On Friday October 26th, two companies within the biotech sector announced significant developments that had sent shares considerably higher during Friday's trading session. The first of these companies announced a development with regard to its breast cancer drug and the second announced better than expected results for the fourth quarter.
Galena Biopharma (NASDAQ:GALE), which is headquartered in Lake Oswego, Oregon, is "a biotechnology company which engages in discovering, developing, and commercializing innovative therapies addressing unmet medical needs using targeted bio-therapeutics. The company develops cancer therapeutics using peptide-based immunotherapy products, including its lead product candidate NeuVax (nelipepimut-S or E75), which is in Phase 3 PRESENT trial for the treatment of various cancers". (Profile: Yahoo Finance)

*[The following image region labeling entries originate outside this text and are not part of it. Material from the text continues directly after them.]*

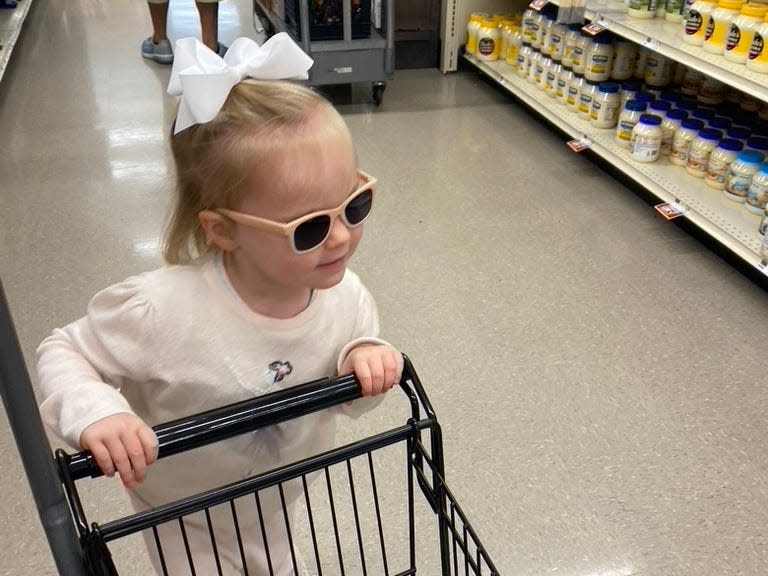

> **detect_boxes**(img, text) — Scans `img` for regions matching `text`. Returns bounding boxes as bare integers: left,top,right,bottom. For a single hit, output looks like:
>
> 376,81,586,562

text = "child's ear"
197,210,237,252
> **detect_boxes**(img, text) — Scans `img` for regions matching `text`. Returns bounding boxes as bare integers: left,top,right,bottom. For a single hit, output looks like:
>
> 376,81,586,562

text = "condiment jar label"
725,171,752,198
685,10,714,36
704,16,722,44
477,38,497,56
725,24,741,50
747,32,768,63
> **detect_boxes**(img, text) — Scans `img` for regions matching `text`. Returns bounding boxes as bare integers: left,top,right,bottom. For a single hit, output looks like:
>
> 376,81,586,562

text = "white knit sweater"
37,256,383,506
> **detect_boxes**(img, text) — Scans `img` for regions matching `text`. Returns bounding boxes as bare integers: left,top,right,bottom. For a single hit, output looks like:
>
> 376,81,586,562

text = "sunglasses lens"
293,216,331,252
344,190,373,226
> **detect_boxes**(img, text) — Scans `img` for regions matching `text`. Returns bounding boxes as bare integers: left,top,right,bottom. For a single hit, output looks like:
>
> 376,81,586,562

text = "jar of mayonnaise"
685,128,723,178
584,32,614,82
723,2,768,64
704,138,744,190
744,164,768,214
629,114,661,162
702,0,743,54
683,0,717,46
669,118,704,166
747,14,768,74
614,100,648,148
464,12,490,56
611,39,637,80
589,82,621,128
723,150,765,202
659,108,688,156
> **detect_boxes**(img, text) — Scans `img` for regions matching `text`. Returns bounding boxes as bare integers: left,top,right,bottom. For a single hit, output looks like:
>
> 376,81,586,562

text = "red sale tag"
654,202,688,220
567,137,592,152
581,22,605,36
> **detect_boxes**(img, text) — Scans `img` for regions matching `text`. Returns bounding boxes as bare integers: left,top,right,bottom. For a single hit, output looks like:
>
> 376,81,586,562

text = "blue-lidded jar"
707,116,733,132
614,100,648,148
725,126,752,144
669,118,704,166
744,164,768,215
629,114,662,162
704,138,744,190
659,108,688,156
723,150,765,202
685,128,723,178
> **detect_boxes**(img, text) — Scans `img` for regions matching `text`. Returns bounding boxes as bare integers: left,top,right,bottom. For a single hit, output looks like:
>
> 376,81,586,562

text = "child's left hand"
339,345,403,396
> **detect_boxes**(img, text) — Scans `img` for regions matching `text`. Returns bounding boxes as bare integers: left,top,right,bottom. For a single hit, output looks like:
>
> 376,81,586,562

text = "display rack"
550,0,768,101
441,0,768,274
254,0,395,104
0,0,34,80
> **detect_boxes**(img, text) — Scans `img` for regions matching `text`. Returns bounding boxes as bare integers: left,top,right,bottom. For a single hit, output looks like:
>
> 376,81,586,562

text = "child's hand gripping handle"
67,374,362,480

Shares of Galena Biopharma were up roughly 5.4% at the close of Friday's trading session due largely in part to the company's announcement regarding the clinical testing of Neuvax. According to FlyontheWall.com,
The results showed a total of 26 patients receiving NeuVax had at least two CTC measurements made during the vaccine treatment. In 16 out of 26 NeuVax treated patients, the CTCs decreased during the time of treatment, corresponding with an increase in the patients' E75-specific CD8+ cytotoxic T-lymphocytes and an increase in their delayed type hypersensitivity reactions. DTH is the measurable signal on the skin that the patient is immunologically responding to treatment. None of these patients had a recurrence of their cancer during the five year follow-up period. Data presented indicate that vaccine treated patients were more likely to show a decrease in CTCs than control patients, Galena said.
Considering the fact that breast cancer is both one of the most common forms of cancer found in women and was responsible for roughly 40,589 deaths in 2008, Neuvax is probably one of the most promising drugs to enter into clinical trials in a very long time. If Galena can continue to demonstrate significant clinical results with regard to Neuvax, I see no reason why a position should not be established at current levels.

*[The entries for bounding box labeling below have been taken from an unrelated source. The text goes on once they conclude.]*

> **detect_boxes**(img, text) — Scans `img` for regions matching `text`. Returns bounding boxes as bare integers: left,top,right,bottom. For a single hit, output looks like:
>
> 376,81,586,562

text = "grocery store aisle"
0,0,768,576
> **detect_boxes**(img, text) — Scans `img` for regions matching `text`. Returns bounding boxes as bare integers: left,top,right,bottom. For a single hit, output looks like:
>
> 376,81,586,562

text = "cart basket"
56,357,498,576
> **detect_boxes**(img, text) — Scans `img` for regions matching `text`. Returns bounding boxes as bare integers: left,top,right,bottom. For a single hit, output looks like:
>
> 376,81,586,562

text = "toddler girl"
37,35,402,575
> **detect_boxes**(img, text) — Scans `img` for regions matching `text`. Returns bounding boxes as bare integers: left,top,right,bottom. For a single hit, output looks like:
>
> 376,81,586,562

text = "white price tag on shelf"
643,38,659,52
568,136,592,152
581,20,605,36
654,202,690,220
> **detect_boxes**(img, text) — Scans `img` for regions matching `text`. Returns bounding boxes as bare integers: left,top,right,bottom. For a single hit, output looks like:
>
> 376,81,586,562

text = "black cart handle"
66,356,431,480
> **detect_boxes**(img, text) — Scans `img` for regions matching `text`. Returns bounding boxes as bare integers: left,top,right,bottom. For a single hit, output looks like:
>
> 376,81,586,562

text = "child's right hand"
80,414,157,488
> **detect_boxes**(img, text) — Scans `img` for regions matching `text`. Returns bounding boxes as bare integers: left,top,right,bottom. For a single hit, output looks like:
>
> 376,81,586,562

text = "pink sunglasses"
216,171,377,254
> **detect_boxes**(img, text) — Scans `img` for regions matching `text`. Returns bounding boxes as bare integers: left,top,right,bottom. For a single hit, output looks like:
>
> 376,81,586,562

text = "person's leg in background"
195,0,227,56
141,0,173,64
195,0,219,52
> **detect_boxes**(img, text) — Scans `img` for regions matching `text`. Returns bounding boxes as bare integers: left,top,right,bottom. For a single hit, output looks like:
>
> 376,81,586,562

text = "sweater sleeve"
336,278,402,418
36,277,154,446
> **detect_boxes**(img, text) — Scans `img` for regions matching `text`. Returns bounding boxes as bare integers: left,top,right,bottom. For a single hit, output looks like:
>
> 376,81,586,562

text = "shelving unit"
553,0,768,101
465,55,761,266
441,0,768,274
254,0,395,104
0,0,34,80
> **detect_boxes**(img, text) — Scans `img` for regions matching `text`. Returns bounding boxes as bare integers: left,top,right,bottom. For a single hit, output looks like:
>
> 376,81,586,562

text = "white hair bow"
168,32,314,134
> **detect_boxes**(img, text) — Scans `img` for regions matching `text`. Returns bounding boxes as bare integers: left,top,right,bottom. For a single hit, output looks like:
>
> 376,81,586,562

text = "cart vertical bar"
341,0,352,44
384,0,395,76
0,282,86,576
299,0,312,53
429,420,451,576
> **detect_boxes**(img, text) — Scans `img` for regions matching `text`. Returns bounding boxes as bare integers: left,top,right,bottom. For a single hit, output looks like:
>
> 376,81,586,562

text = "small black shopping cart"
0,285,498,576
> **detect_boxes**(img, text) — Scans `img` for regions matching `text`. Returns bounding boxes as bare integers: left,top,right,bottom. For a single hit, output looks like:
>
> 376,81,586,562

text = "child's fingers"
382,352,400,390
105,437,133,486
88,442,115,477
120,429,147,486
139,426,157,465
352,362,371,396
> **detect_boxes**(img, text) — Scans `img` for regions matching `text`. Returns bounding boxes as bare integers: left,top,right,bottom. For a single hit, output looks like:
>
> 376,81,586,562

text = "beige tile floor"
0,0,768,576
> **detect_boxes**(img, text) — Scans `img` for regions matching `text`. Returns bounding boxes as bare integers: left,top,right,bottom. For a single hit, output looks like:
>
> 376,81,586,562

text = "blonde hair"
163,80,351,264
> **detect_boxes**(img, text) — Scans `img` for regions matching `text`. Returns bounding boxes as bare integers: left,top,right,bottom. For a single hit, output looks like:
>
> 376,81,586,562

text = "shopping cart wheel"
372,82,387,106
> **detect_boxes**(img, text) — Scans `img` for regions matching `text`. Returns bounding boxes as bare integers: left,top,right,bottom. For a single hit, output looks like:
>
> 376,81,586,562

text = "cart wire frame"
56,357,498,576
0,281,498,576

Varian Medical Systems (NYSE:VAR), which is headquartered in Palo Alto, California, "designs, manufactures, sells, and services equipment and software products for treating cancer with radiotherapy, stereotactic radiotherapy, stereotactic body radiotherapy, stereotactic radiosurgery, and brachytherapy worldwide. Its Oncology Systems segment offers products, such as linear accelerators, brachytherapy after-loaders, treatment simulation and verification equipment, and accessories; and information management, treatment planning, and image processing software". (Profile: Yahoo Finance).
Shares of Varian Medical Systems were up roughly 15.4% at the close of Friday's trading session due largely in part to the company's most recent earnings report. According to the San Jose/Silicon Valley Business Journal,
Varian noted that net income in its fourth quarter was $120.2 million, or $1.08 a share, compared with $100.7 million, or 87 cents a share, a year ago. Revenue rose about 5 percent to $756.1 million". One of the more positive catalysts to come out of the report dealt with the company's revenue outlooking in the coming months. Varian's CEO Dow Wilson noted that "revenue will increase by between 8 and 9 percent in the current quarter which works out to revenue of between $675 million and $681 million.
Analysts were previously forecasting $664 million for the first quarter.
Should potential investors consider positions in both Galena Biopharma and Varian Medical Systems based on the recent developments at each company? Yes, they certainly should. On one hand, the potential at Galena Biopharma is great since the stock trades around $2.10/share and continues to demonstrate strong clinical results in terms of Neuvax. On the other hand, the potential at Varian Medical Systems comes in the form of the company's near-term revenue outlook. If the company can demonstrate results that are in-line or exceed the $681 million dollar number, we could see a short term pop of 5%-8% on the conservative side.
Are there any negative catalysts potential investors should consider before establishing a position in either company? As is the case with any biotech company, potential investors need to keep in mind some of the negative catalysts that go hand-in-hand with both Galena and Varian. In the case of Galena, if an FDA rejection with regard to Neuvax was to occur, the stock could be doomed for years to come. From an earnings perspective, if the company were to miss the enhanced revenue numbers, we could see a significant sell-off in the stock.
Disclosure: I have no positions in any stocks mentioned, and no plans to initiate any positions within the next 72 hours. I wrote this article myself, and it expresses my own opinions. I am not receiving compensation for it (other than from Seeking Alpha). I have no business relationship with any company whose stock is mentioned in this article.